Água, sabão e paciência
- Ana Paula Carvalhais

- 17 de abr. de 2020
- 2 min de leitura
Atrevimento é visita chegar - sem convite nem aviso -, ainda mais nesses tempos de isolamento social. Mas a ansiedade é mesmo uma hóspede indesejada. Nem adianta contar os minutos para que se despeça logo, pois esse é o melhor jeito de mantê-la por perto. Tem dias em que bate à porta, entra e se esparrama pela casa, mandando a concentração para longe!

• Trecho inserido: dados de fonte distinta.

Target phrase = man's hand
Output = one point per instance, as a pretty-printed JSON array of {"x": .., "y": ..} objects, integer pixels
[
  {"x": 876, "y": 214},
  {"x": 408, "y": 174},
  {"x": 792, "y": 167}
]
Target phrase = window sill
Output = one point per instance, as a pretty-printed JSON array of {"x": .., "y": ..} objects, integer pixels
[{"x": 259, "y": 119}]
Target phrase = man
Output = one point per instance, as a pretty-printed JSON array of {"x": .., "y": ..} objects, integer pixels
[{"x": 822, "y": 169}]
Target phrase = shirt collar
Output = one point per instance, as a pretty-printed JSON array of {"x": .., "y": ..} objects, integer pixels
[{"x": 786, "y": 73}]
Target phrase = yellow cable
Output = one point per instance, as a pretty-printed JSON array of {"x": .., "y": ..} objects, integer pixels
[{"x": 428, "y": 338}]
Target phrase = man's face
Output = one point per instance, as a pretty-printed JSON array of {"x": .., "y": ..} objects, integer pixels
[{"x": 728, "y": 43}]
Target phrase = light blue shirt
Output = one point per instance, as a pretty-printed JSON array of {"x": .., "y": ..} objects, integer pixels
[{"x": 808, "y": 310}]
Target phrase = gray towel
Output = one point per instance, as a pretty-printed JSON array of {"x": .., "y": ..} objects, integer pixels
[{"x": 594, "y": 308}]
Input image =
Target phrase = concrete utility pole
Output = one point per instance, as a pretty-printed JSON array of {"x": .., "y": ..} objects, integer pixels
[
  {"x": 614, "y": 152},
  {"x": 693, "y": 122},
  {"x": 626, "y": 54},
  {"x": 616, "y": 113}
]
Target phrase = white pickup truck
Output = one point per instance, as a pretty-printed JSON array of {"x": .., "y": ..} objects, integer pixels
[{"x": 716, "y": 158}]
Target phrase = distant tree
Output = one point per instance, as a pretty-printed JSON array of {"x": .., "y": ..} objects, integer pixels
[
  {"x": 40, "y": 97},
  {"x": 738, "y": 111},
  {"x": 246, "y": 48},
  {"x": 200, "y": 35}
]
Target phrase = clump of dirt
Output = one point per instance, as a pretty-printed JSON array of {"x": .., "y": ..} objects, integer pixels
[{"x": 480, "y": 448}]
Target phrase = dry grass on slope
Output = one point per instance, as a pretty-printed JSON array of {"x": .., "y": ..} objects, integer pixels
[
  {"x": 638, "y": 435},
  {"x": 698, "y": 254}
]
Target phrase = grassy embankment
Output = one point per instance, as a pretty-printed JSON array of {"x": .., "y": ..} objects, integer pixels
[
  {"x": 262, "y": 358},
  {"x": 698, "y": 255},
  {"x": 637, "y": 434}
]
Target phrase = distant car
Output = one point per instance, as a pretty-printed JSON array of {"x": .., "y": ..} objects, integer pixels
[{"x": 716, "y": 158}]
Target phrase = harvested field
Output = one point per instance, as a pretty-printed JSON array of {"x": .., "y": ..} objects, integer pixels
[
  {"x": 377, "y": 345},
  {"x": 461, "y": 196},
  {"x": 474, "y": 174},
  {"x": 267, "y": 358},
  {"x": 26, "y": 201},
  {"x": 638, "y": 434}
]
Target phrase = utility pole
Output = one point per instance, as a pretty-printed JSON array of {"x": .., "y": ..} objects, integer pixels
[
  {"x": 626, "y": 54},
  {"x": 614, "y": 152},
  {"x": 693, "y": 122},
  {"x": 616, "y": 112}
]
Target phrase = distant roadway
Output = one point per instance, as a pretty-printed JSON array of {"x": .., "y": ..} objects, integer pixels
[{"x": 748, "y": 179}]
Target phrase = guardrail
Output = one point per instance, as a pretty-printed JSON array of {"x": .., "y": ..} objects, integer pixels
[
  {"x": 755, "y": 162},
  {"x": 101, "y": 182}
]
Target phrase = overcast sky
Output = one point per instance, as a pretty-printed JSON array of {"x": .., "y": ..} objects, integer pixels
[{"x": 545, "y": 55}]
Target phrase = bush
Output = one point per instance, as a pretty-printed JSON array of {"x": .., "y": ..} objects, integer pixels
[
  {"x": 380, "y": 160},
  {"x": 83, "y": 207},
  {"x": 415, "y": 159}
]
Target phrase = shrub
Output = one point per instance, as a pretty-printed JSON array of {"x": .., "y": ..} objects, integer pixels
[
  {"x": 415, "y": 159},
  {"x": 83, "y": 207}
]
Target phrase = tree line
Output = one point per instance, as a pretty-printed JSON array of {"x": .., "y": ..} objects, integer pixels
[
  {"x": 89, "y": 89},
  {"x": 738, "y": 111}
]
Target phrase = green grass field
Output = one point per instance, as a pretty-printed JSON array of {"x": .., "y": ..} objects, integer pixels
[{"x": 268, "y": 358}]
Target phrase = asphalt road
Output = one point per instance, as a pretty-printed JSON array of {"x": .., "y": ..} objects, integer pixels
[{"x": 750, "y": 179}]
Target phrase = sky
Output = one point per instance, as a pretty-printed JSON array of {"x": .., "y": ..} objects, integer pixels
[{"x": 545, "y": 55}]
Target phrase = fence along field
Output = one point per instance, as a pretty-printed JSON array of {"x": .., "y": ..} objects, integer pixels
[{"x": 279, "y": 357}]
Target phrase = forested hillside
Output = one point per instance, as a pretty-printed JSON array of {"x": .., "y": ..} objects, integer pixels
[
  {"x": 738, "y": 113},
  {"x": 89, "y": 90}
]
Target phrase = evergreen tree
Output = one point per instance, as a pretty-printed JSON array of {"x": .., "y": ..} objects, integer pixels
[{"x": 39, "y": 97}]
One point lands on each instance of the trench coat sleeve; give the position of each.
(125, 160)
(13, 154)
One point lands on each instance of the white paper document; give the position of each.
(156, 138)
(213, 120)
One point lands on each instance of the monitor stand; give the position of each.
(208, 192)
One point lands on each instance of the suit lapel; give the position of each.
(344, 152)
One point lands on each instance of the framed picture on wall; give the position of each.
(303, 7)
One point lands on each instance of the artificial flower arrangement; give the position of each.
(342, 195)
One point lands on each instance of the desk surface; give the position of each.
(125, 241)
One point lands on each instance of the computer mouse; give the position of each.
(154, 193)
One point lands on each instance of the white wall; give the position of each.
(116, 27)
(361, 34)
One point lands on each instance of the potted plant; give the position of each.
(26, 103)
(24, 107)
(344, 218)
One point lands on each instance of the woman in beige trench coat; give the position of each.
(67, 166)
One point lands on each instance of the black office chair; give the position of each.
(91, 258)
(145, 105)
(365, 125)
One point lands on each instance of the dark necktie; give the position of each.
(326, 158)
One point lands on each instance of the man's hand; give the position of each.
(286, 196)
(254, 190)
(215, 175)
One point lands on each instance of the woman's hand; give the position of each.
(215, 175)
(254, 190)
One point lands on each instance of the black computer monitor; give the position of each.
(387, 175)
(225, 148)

Que atire a primeira pedra quem não recebeu uma visita dessas ultimamente! Como tenho certa tendência a me dispersar, costumo fazer minha lista de missões do dia na agenda e, num papel avulso, anotar os pensamentos intrusos que, por ventura, queiram roubar o tempo das prioridades. Mas ontem nem isso funcionou.
A cabeça travou, ritmada ao som do cortador de grama da vizinhança. O corpo estava preguiçoso, pedindo uns exercícios mas sem muita convicção para tal. Já as palavras, simplesmente, pareciam não querer se entrosar no material que eu estava produzindo. Pois bem, hora de mudar o foco e por as mãos para trabalhar.
Um bom cesto de roupa suja entrou em cena. Dessas, de criança que brinca sem dó nem preocupação. E não adianta, nesses casos, contar apenas com a máquina lavadora. É preciso usar as mãos e encarar com bravura. Trabalho necessário e sem romantismo algum. Aos poucos, no entanto, aquilo que era inquietação vai se sintonizando ao som da água, ao deslizar da espuma, esvai-se com a lama avermelhada, tão característica da terra daqui, rica em minério de ferro da região.
Estendo no varal e percebo que o tom de algumas peças, apesar do meu esforço, pouco mudou. As marcas continuam lá. A brincadeira ficou impregnada na blusa. O chão continua a correr em algumas meias. Nada será como antes. Ainda assim, levo o sentimento de dever cumprido. A roupa lavou minha ansiedade e já posso retomar o (outro) trabalho.